Когда Тини и Лаурин были еще маленькими, их матери дружили, но в последние годы отдалились друг от друга. Конечно, дружить с безалаберной Лу было трудновато, да и у Джилли Чарльз характер был не сахар. После того как Лу спуталась с Шантал и уехала из США, отец Тини, Эндрю Олден, нашел на Уэст Энд авеню прекрасный старинный дом и переехал в него вместе с дочерью. Именно тогда он попросил Джилли порекомендовать для Тини хорошую школу. Дальнейшее стало уже историей. Тини достаточно было только посмотреть на Лаурин, чтобы понять, что она нашла родственную ей душу. Внешне они были совершенно разными. В свои пятнадцать лет Лаурин доросла уже до пяти футов и десяти дюймов — обстоятельство, которое она очень переживала, к тому же это осложняло ее отношения с мальчиками. Хотя доктор уверял ее, что у нее совершенно нормальный рост, Лаурин была уверена, что ее железы внутренней секреции каким-то образом когда-то подверглись ядерному облучению. Большинство мальчиков, назначавших ей свидания, просто хотели получить автограф кого-то из родителей Лаурин, и это заставляло ее избегать таких встреч. А в более поздние годы все внимание Лаурин сосредоточилось на том, будут ли ее родители жить вместе, что она считала вполне возможным. Тини однажды заметила своей подруге, что существует отрицательная связь между актерскими успехами Джилли и интересом к ней со стороны Бобби. Как только зрительский интерес к сериалу "Вчера, Сегодня и Завтра" падает, у Бобби оказывается больше времени на Джилли. Тини предполагала, что, если Джилли потеряет эту роль, они, вероятно, воссоединятся.

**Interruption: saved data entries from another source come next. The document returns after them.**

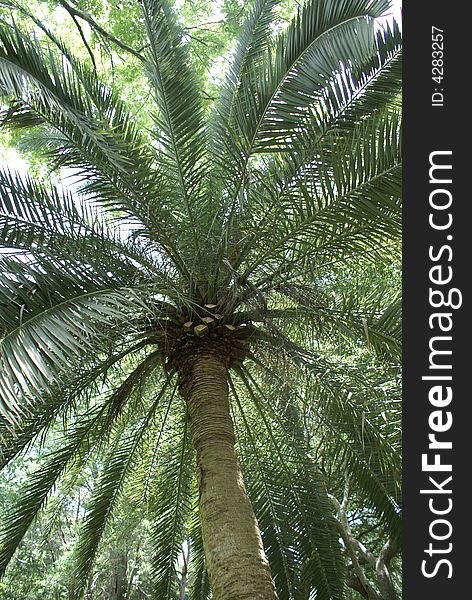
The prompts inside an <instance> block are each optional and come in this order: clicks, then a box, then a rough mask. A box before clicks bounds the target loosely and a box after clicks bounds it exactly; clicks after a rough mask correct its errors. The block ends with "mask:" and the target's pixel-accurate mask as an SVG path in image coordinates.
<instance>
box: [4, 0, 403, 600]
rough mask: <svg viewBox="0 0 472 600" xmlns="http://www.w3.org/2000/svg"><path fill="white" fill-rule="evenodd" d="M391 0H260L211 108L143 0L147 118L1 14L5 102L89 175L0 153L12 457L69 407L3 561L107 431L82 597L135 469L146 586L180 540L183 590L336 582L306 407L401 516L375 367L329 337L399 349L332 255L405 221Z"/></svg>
mask: <svg viewBox="0 0 472 600" xmlns="http://www.w3.org/2000/svg"><path fill="white" fill-rule="evenodd" d="M387 4H388V3H387V2H385V0H349V1H348V2H340V1H339V0H311V1H308V2H307V3H306V4H305V5H303V6H302V7H301V8H300V9H299V10H298V12H297V14H296V16H295V17H294V19H293V21H292V22H291V23H290V24H289V26H288V27H287V28H286V29H284V30H283V31H281V32H280V33H278V34H276V35H274V33H273V27H272V24H273V21H274V9H275V6H276V0H257V1H256V2H254V5H253V6H252V8H251V10H250V11H249V16H248V18H247V22H246V24H245V26H244V28H243V31H242V34H241V37H240V40H239V44H238V47H237V49H236V52H235V54H234V57H233V61H232V65H231V68H230V69H229V71H228V74H227V77H226V80H225V82H224V84H223V85H222V89H221V95H220V97H219V99H218V101H217V102H216V105H215V106H214V107H210V108H208V107H207V108H204V105H203V104H202V99H201V93H200V88H199V81H198V80H197V78H196V76H195V75H194V73H193V71H192V66H191V64H190V61H189V59H188V56H187V48H186V43H185V37H184V36H183V34H182V31H181V29H180V28H179V26H178V23H177V20H176V16H175V14H174V13H173V11H172V9H171V6H170V4H169V2H168V1H167V0H142V1H141V2H140V7H141V10H142V27H143V28H144V30H145V32H146V36H147V44H146V47H145V49H144V50H143V53H144V54H143V55H140V54H139V53H136V55H137V56H139V61H140V63H141V64H142V68H143V69H144V71H145V72H146V74H147V76H148V81H149V87H150V90H151V91H152V94H153V97H154V99H155V104H154V106H153V108H152V109H151V110H150V113H149V120H150V122H152V126H150V127H148V128H146V129H143V128H141V127H139V126H138V124H137V122H136V120H135V119H134V118H133V117H132V115H131V114H130V113H129V112H128V110H127V108H126V106H125V105H124V103H123V102H122V101H121V100H120V99H119V98H118V97H117V94H116V93H114V92H113V90H112V89H110V88H109V87H107V86H105V85H104V84H102V83H101V82H100V79H99V77H98V75H97V73H96V71H95V70H93V69H92V68H89V67H88V66H87V65H86V64H83V63H81V62H80V61H78V60H77V59H76V58H75V57H74V55H73V53H72V52H71V51H70V50H69V49H68V48H67V47H66V46H65V45H64V44H63V43H62V42H61V40H59V39H58V38H57V37H56V36H55V35H54V34H53V33H52V32H50V31H49V30H48V29H47V28H46V27H45V26H44V24H40V23H38V22H37V21H36V24H37V25H38V24H39V25H40V27H41V29H42V32H41V37H40V41H38V40H36V39H35V38H34V37H32V36H31V35H29V34H28V33H26V32H25V31H22V30H21V28H19V26H18V25H11V26H10V25H8V24H5V23H3V24H2V25H1V26H0V90H1V92H2V95H3V96H4V98H5V100H6V101H7V102H8V104H9V108H8V109H6V110H5V112H4V115H3V122H4V124H8V125H9V126H11V127H15V128H33V129H34V131H35V136H36V141H37V143H39V144H40V145H41V146H42V147H43V148H44V149H45V152H46V155H47V157H48V159H49V160H50V161H51V162H52V165H53V168H54V169H60V168H64V167H67V168H69V169H73V174H74V179H75V181H76V182H77V181H80V187H79V190H78V191H74V192H72V191H68V190H67V189H64V188H63V187H62V186H61V185H54V184H53V183H52V182H49V183H48V182H46V183H41V182H38V181H35V180H34V179H33V178H31V177H28V176H24V175H21V174H18V173H14V172H12V171H9V170H8V169H6V168H4V169H3V170H2V171H1V175H0V205H1V216H0V234H1V243H2V246H3V247H5V248H7V249H9V251H6V252H4V253H2V255H1V258H0V262H1V273H2V274H1V276H0V278H1V279H0V311H1V327H2V338H3V339H2V342H1V358H0V361H1V370H2V379H1V382H0V407H1V411H2V414H3V425H2V433H1V436H2V459H3V464H7V463H8V462H9V461H10V460H12V459H13V458H14V457H15V456H16V455H17V454H18V453H20V452H22V451H23V450H24V449H27V448H28V447H29V446H30V445H31V444H32V443H43V442H44V440H46V442H44V443H46V446H47V440H48V435H49V436H50V434H51V431H52V430H53V429H54V427H56V426H57V424H58V423H62V426H63V435H62V437H61V439H60V446H59V448H55V449H54V450H53V451H51V452H49V453H46V456H45V458H44V462H43V463H42V464H41V465H40V468H39V469H38V471H37V472H35V473H34V474H33V476H32V477H31V478H30V480H29V481H28V482H27V483H26V487H25V488H24V490H23V492H22V494H21V498H20V500H19V501H18V503H17V505H16V506H15V507H13V508H12V510H11V513H10V515H9V517H8V519H7V522H6V523H5V525H4V528H3V543H2V546H1V549H0V561H1V565H2V568H3V569H5V567H6V565H7V564H8V562H9V560H10V559H11V557H12V555H13V553H14V551H15V549H16V548H17V546H18V544H19V543H20V541H21V539H22V538H23V536H24V534H25V532H26V531H27V529H28V527H29V525H30V524H31V522H32V521H33V519H34V518H35V516H36V514H37V513H38V511H39V510H40V509H41V507H42V506H43V505H44V503H45V501H46V499H47V497H48V495H49V494H50V492H51V490H52V489H53V488H54V486H55V485H56V482H57V481H59V480H61V478H66V479H68V481H70V482H72V481H73V475H74V473H77V472H79V471H80V469H81V468H83V467H84V465H86V464H87V462H88V461H90V460H92V458H93V456H95V455H96V454H97V453H100V456H102V457H104V458H103V469H102V472H101V474H100V475H99V477H98V480H97V482H96V489H95V492H94V494H93V497H92V498H91V501H90V506H89V510H88V514H87V517H86V519H85V521H84V523H83V527H82V532H81V535H80V539H79V541H78V544H77V548H76V552H75V575H74V590H73V597H77V598H78V597H81V595H82V594H83V593H84V590H85V588H86V585H87V577H88V573H89V571H90V568H91V565H92V563H93V558H94V556H95V554H96V551H97V547H98V546H99V543H100V538H101V535H102V533H103V530H104V528H105V525H106V523H107V521H108V520H109V517H110V515H111V514H112V512H113V508H114V506H115V505H116V504H117V502H118V499H119V496H120V493H121V492H122V490H123V489H124V488H125V486H126V485H127V483H126V482H127V481H128V480H129V478H130V477H131V476H132V477H134V478H135V481H136V477H137V479H138V480H139V481H140V488H139V489H141V490H142V495H141V496H140V498H141V500H143V501H146V502H147V503H148V505H149V510H150V512H151V514H152V515H154V543H155V556H154V559H153V561H154V567H155V569H154V571H155V573H154V575H155V580H156V598H159V599H160V600H161V599H163V598H173V597H174V596H173V594H174V585H175V569H176V563H177V561H178V560H179V557H180V556H181V549H182V541H183V539H184V538H185V539H189V540H190V550H191V559H190V560H191V563H192V565H193V567H192V568H193V573H194V574H195V575H194V585H193V589H192V592H191V593H192V594H193V596H192V597H193V598H200V599H202V598H206V597H207V596H208V594H209V591H208V590H209V585H210V586H211V590H212V597H213V598H215V599H217V600H225V599H231V600H237V599H241V600H242V599H248V598H251V599H253V600H256V599H261V600H262V599H274V598H277V597H278V598H280V599H281V600H282V599H284V598H308V597H312V596H310V594H313V593H316V598H317V599H320V600H321V599H338V598H342V597H343V594H344V579H343V566H342V557H341V550H340V545H339V540H338V534H337V533H336V527H335V523H334V515H333V505H332V503H331V501H330V499H329V497H328V495H327V492H326V488H325V483H324V481H323V478H322V476H321V473H320V472H319V470H318V469H317V468H316V465H315V464H314V463H313V461H312V460H310V454H309V453H308V452H307V438H306V435H305V434H304V430H303V427H302V412H303V411H302V410H301V407H302V406H306V405H307V404H308V405H309V406H310V409H311V411H312V414H314V415H315V417H316V418H317V419H319V422H320V424H321V425H320V426H322V427H327V428H328V430H329V431H330V432H331V436H332V437H333V436H334V437H335V438H337V440H338V442H339V444H340V446H341V447H342V450H340V451H339V452H342V456H343V460H344V461H345V464H346V465H347V468H349V469H350V470H352V471H353V478H355V479H356V481H357V484H358V486H359V489H360V490H361V492H362V494H363V496H362V497H363V498H364V499H365V503H366V506H370V507H372V510H374V511H376V514H377V515H378V516H379V517H380V519H381V521H382V523H383V524H384V526H385V529H386V531H388V533H389V535H391V536H397V535H398V509H397V504H396V499H395V498H396V496H395V494H396V492H395V490H394V489H393V487H392V486H393V485H394V479H395V478H392V471H396V470H397V469H398V460H397V458H398V455H397V452H396V449H395V448H394V446H393V445H392V443H391V439H390V437H389V436H388V435H387V434H386V433H385V432H386V431H387V429H388V423H387V424H384V426H383V427H384V430H383V429H379V428H378V420H377V419H373V420H372V421H370V420H369V418H366V414H367V415H368V414H369V413H368V412H366V411H367V410H368V408H367V407H369V406H372V405H375V406H377V407H378V406H380V404H381V403H382V402H384V401H385V399H384V398H383V397H382V390H381V388H380V387H379V386H377V385H376V384H375V385H374V384H372V379H370V380H369V379H365V380H364V382H363V380H362V377H359V376H358V375H359V374H358V373H357V375H356V377H351V375H349V373H350V371H349V369H348V367H347V366H346V365H345V364H344V363H343V362H342V360H341V362H339V361H334V362H333V361H331V360H330V359H329V356H327V355H326V353H324V352H323V348H322V345H323V343H324V342H323V340H325V342H326V343H329V344H334V345H335V346H336V347H337V348H340V349H341V350H342V348H343V347H344V348H345V346H343V342H342V340H348V339H349V340H353V342H352V343H353V344H355V345H356V347H358V346H359V344H366V343H368V345H369V347H370V348H371V349H372V350H373V351H375V352H377V354H378V355H379V356H380V357H383V358H384V359H389V358H391V357H392V356H395V355H397V354H398V344H399V325H398V322H399V321H398V317H399V309H398V301H397V299H396V298H394V296H395V293H394V291H392V289H391V288H389V287H388V286H382V284H381V283H379V284H378V285H377V287H376V288H375V289H368V290H367V291H366V293H364V294H360V293H359V292H358V291H354V292H352V291H351V292H350V291H349V289H347V290H344V291H343V290H342V289H338V286H337V283H336V278H333V276H332V274H333V265H335V266H336V268H338V269H341V271H342V272H343V273H344V274H345V277H346V278H349V273H350V272H354V270H355V269H357V272H358V273H362V272H363V271H364V270H365V269H367V266H366V265H368V264H372V263H374V264H375V265H376V267H378V268H379V269H380V268H381V265H383V264H385V261H387V262H388V261H391V253H392V251H393V250H392V249H393V248H395V246H396V245H397V244H398V237H399V235H400V209H399V197H400V170H401V158H400V137H399V136H400V119H399V114H398V112H399V111H398V108H399V101H398V96H399V91H400V76H401V70H400V69H401V67H400V56H401V48H400V34H399V31H398V28H397V26H393V28H390V27H386V28H385V29H382V30H377V29H376V27H375V21H374V19H375V18H376V17H378V16H379V15H381V14H383V13H384V12H385V10H386V8H387ZM24 11H26V9H24ZM33 19H34V17H33ZM38 140H39V141H38ZM70 172H71V171H69V173H70ZM337 272H339V270H338V271H337ZM361 276H362V275H361ZM330 340H331V341H330ZM346 343H347V342H346ZM330 348H331V351H332V348H333V346H330ZM351 374H352V373H351ZM366 381H369V382H370V384H369V385H368V386H367V385H366V384H365V382H366ZM355 390H357V391H358V392H359V391H360V390H362V394H366V396H365V397H362V395H361V394H360V392H359V393H357V392H356V393H353V391H354V392H355ZM377 413H378V414H380V413H381V411H380V410H378V409H376V414H377ZM53 426H54V427H53ZM235 426H236V427H237V435H236V434H235ZM56 442H57V436H56ZM235 443H237V453H238V454H236V450H235ZM194 451H195V454H196V464H197V469H196V474H195V472H194V468H193V463H194V460H195V458H194ZM241 464H242V465H246V472H245V476H246V485H247V486H248V489H246V487H245V483H244V480H243V473H242V467H241ZM392 481H393V483H392ZM197 508H198V511H197ZM256 515H257V519H256ZM261 532H262V536H261ZM206 573H207V574H208V579H209V584H208V580H207V579H206V577H207V575H206ZM313 590H315V591H313Z"/></svg>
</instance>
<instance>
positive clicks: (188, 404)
mask: <svg viewBox="0 0 472 600" xmlns="http://www.w3.org/2000/svg"><path fill="white" fill-rule="evenodd" d="M180 372H181V389H182V394H183V396H184V398H185V400H186V401H187V406H188V412H189V417H190V430H191V433H192V440H193V444H194V446H195V450H196V453H197V465H198V477H199V490H200V521H201V526H202V537H203V547H204V551H205V558H206V566H207V571H208V576H209V580H210V584H211V588H212V592H213V598H214V600H276V599H277V594H276V592H275V586H274V583H273V581H272V577H271V573H270V567H269V563H268V561H267V558H266V556H265V554H264V548H263V546H262V540H261V534H260V531H259V527H258V525H257V521H256V517H255V515H254V511H253V509H252V505H251V502H250V500H249V498H248V496H247V493H246V489H245V487H244V480H243V474H242V471H241V467H240V465H239V462H238V459H237V458H236V453H235V449H234V442H235V435H234V429H233V422H232V420H231V416H230V412H229V399H228V368H227V366H226V364H225V362H224V359H223V358H222V357H219V356H216V355H213V354H210V353H208V354H203V355H200V356H194V357H192V359H190V360H188V361H186V365H185V368H184V369H181V370H180Z"/></svg>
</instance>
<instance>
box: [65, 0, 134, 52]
mask: <svg viewBox="0 0 472 600" xmlns="http://www.w3.org/2000/svg"><path fill="white" fill-rule="evenodd" d="M58 1H59V4H60V5H61V6H62V7H63V8H65V10H66V11H67V12H68V13H69V14H70V15H71V16H72V17H79V19H82V20H83V21H85V22H86V23H88V24H89V25H90V27H91V28H92V29H94V30H95V31H96V32H97V33H99V34H100V35H101V36H102V37H104V38H106V39H107V40H109V41H110V42H113V43H114V44H116V45H117V46H119V47H120V48H121V49H122V50H125V51H126V52H129V53H130V54H132V55H133V56H136V58H139V60H141V61H143V62H144V61H145V58H144V57H143V56H142V55H141V54H140V53H139V52H138V51H137V50H135V49H134V48H131V46H128V44H125V43H124V42H122V41H121V40H120V39H118V38H117V37H115V36H114V35H113V34H111V33H108V31H106V30H105V29H103V27H102V26H101V25H99V24H98V23H97V22H96V21H95V19H94V18H93V17H92V16H91V15H89V14H88V13H86V12H83V11H82V10H79V9H78V8H76V7H75V6H72V5H71V4H69V3H68V2H67V1H66V0H58ZM82 39H83V38H82Z"/></svg>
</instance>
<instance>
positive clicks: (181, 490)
mask: <svg viewBox="0 0 472 600" xmlns="http://www.w3.org/2000/svg"><path fill="white" fill-rule="evenodd" d="M174 419H176V420H177V423H176V424H175V425H174V427H173V431H172V432H171V436H170V439H167V441H166V447H165V453H164V454H163V456H161V457H160V468H158V471H159V478H158V479H157V480H155V481H154V482H153V486H152V487H153V488H154V489H151V500H150V505H151V515H152V521H153V545H154V555H153V561H152V564H153V573H154V585H155V593H156V596H157V597H158V598H162V600H172V599H173V598H174V597H175V593H176V589H177V561H178V560H179V558H180V557H181V554H182V547H183V543H184V539H185V534H186V523H187V518H188V514H189V511H190V497H191V491H193V490H192V485H191V484H192V480H193V477H194V469H193V464H192V463H193V461H192V458H193V449H192V446H191V441H190V438H189V433H188V427H187V425H188V423H187V415H186V410H185V408H184V407H181V408H180V410H179V411H178V413H177V414H175V415H174ZM154 475H156V473H155V474H154Z"/></svg>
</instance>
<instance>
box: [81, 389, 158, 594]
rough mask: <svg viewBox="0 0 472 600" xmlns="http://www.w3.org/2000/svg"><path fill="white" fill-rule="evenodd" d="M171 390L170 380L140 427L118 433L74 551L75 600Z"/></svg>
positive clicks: (91, 564)
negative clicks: (116, 506)
mask: <svg viewBox="0 0 472 600" xmlns="http://www.w3.org/2000/svg"><path fill="white" fill-rule="evenodd" d="M168 386H169V380H166V381H164V383H163V385H162V388H161V390H160V391H159V392H158V394H157V395H156V396H155V398H154V400H153V402H152V404H151V406H150V408H148V410H147V412H146V414H145V415H144V416H143V417H142V418H141V419H140V421H139V422H138V423H137V424H134V425H133V426H132V427H128V428H124V425H126V423H124V424H122V426H121V427H118V429H117V432H116V435H115V440H114V442H113V443H112V445H111V447H110V450H109V452H108V455H107V457H106V460H105V466H104V469H103V471H102V473H101V476H100V478H99V481H98V482H97V485H96V488H95V490H94V493H93V495H92V498H91V501H90V505H89V507H88V512H87V515H86V518H85V521H84V523H83V525H82V528H81V531H80V534H79V540H78V542H77V546H76V548H75V564H74V578H73V581H74V588H73V597H74V598H77V599H79V598H81V597H82V594H83V591H84V587H85V585H86V583H87V578H88V575H89V572H90V568H91V566H92V563H93V560H94V558H95V554H96V552H97V548H98V545H99V543H100V539H101V537H102V535H103V532H104V529H105V526H106V524H107V522H108V521H109V517H110V516H111V514H112V512H113V508H114V506H115V504H116V502H117V500H118V497H119V495H120V493H121V491H122V489H123V486H124V482H125V480H126V478H127V476H128V475H129V473H130V471H131V470H132V469H133V467H134V464H135V460H136V452H137V450H138V447H139V445H140V443H141V441H142V438H143V436H144V435H145V432H146V429H147V427H148V426H149V423H150V422H151V420H152V419H153V417H154V414H155V412H156V409H157V408H158V406H159V404H160V402H161V401H162V398H163V396H164V394H165V393H166V391H167V389H168Z"/></svg>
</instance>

Тини остановилась купить "Пост". На шестой странице, посвященной светским сплетням, она увидела фотографию, на которой Джилли обрушивала на голову Бобби тарелку с лапшой. Может, они и не сойдутся. В надежде, что Лаурин не видела этот утренний выпуск, Тини бросила газету в урну. Потом она свернула с Колумбия авеню и направилась к Амстердам авеню, к "Кухне Сарабета", одному из самых любимых ее мест, где можно было вкусно позавтракать.

Лаурин уже ждала ее. Она улыбнулась Тини и помахала ей рукой, потом поспешно схватила свой "Никон", чтобы щелкнуть входящую в дверь Тини. Фотографировать Тини было одно удовольствие, потому что она любила сниматься. Лаурин дала понять официантке, чтобы та принесла еще одну чашку кофе. Они заказали омлет с сыром и копченую лососину, прежде чем перейти к серьезному разговору. Тини успела заметить в чем одета Лаурин — джинсы и теннисная рубашка. Она понимала, как болезненно относится Лаурин к своему росту, но при этом думала, что, если бы у нее были синие глаза Лаурин и ее густые вьющиеся рыжие волосы, она знала бы, как одеться, чтобы подчеркнуть свои достоинства.

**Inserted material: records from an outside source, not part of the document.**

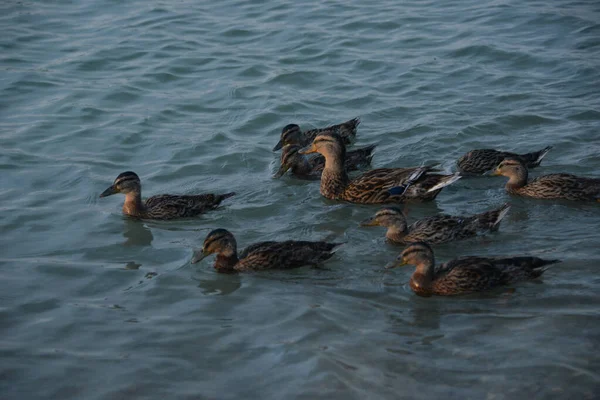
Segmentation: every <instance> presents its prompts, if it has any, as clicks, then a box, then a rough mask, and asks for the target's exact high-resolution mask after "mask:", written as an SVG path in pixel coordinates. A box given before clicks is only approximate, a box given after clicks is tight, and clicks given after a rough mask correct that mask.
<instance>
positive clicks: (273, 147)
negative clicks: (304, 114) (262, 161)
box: [273, 118, 360, 151]
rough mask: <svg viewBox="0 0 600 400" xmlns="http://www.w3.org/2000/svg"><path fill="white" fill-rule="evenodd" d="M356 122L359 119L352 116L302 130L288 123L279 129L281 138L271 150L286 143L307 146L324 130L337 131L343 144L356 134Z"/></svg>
mask: <svg viewBox="0 0 600 400" xmlns="http://www.w3.org/2000/svg"><path fill="white" fill-rule="evenodd" d="M358 124H360V119H358V118H354V119H351V120H350V121H346V122H342V123H341V124H338V125H331V126H328V127H327V128H319V129H311V130H309V131H304V132H302V131H301V130H300V127H299V126H298V125H296V124H289V125H286V126H285V127H284V128H283V129H282V130H281V138H280V139H279V142H278V143H277V144H276V145H275V147H273V151H277V150H279V149H281V148H282V147H283V146H285V145H286V144H297V145H299V146H302V147H305V146H308V145H309V144H310V143H311V142H312V141H313V140H314V138H315V137H316V136H317V135H318V134H319V133H321V132H324V131H329V132H332V133H337V134H338V135H340V137H341V138H342V140H343V141H344V144H350V142H351V141H352V140H354V137H355V136H356V128H357V127H358Z"/></svg>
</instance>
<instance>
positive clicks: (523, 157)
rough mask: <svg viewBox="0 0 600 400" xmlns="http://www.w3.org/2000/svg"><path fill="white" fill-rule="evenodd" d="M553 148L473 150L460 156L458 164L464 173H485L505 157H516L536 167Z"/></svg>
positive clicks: (549, 147)
mask: <svg viewBox="0 0 600 400" xmlns="http://www.w3.org/2000/svg"><path fill="white" fill-rule="evenodd" d="M551 149H552V146H548V147H546V148H544V149H542V150H539V151H534V152H533V153H526V154H516V153H510V152H508V151H498V150H493V149H479V150H471V151H469V152H468V153H466V154H465V155H463V156H462V157H461V158H459V159H458V161H457V162H456V165H457V166H458V169H459V170H460V171H461V172H463V173H469V174H483V173H484V172H487V171H491V170H493V169H494V168H496V167H497V166H498V164H500V162H502V160H504V159H505V158H514V159H517V160H520V161H521V162H522V163H524V164H525V165H526V166H527V168H535V167H537V166H538V165H540V163H541V162H542V159H543V158H544V156H545V155H546V154H548V152H549V151H550V150H551Z"/></svg>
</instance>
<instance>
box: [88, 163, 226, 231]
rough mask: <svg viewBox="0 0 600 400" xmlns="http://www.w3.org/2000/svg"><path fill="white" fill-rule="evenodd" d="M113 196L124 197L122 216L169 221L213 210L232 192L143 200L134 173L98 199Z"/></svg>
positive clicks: (138, 185) (140, 183) (192, 215)
mask: <svg viewBox="0 0 600 400" xmlns="http://www.w3.org/2000/svg"><path fill="white" fill-rule="evenodd" d="M116 193H123V194H125V203H124V204H123V213H124V214H127V215H129V216H132V217H137V218H143V219H158V220H168V219H175V218H186V217H194V216H197V215H199V214H202V213H204V212H206V211H208V210H213V209H215V208H217V207H218V206H219V204H220V203H221V202H222V201H223V200H224V199H226V198H228V197H231V196H233V195H234V194H235V193H225V194H201V195H181V196H179V195H172V194H160V195H156V196H152V197H150V198H148V199H146V201H142V185H141V183H140V178H139V177H138V176H137V174H135V173H134V172H131V171H127V172H123V173H122V174H120V175H119V176H117V178H116V179H115V181H114V183H113V184H112V185H111V186H110V187H109V188H108V189H106V190H105V191H104V192H103V193H102V194H101V195H100V197H106V196H110V195H113V194H116Z"/></svg>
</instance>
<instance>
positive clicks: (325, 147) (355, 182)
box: [299, 132, 460, 204]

— Не смотри на меня так, — попросила Лаурин. — Я так быстро расту, что каждый месяц должна обновлять свои туалеты. Это просто смешно. Ладно, у нас есть более серьезные вещи для обсуждения.

— Точно, — отозвалась Тини сквозь рот, набитый омлетом. — До каникул осталась всего одна неделя. Это последнее лето, которое мы проведем вместе.

— Тини, не говори так!

— Боюсь, что это может оказаться правдой.

— Мы же еще не кончили школу.

— Кто знает, что может произойти в будущее лето. Ты поступишь в колледж. Я поеду в Европу подыскивать там обедневшего аристократа. Ты должна поехать со мной, Лаур. Европейцы обожают рыжих женщин.

— Представляю себе. Целый континент мужчин ниже меня ростом. Тини, будь серьезной. Ты ведь не уедешь в Европу.

— Обязательно уеду.

— Но не этим же летом.

— Все может случиться, — с таинственным видом заметила Тини. — Это лето может стать нашим последним, Лаур. Мы должны сделать так, чтобы оно запомнилось нам на всю жизнь.

— Да, оно может оказаться знаменательным, — сказала Лаурин, наклонившись к уху подруги. — Я вчера случайно заглянула в сценарий следующей маминой серии, она называется "Кома". Мне нечего говорить тебе, что это означает, когда идут переговоры о новом контракте.

Тини отодвинула пустую тарелку и закурила сигарету "Галуаз".

— А что это значит?

— А то, что они хотят избавиться от нее. В "мыльной опере" они могут неопределенное время оставлять тебя в коме. Могут отправить актера в кому, послать в санаторий, или в Австралию, или Южную Америку, куда угодно. Ты знаешь, что произойдет, если мама потеряет работу в этом сериале?

— Нет.

— Скорее всего, отец вернется к нам. Как он может бросить маму в таких тяжелых обстоятельствах?!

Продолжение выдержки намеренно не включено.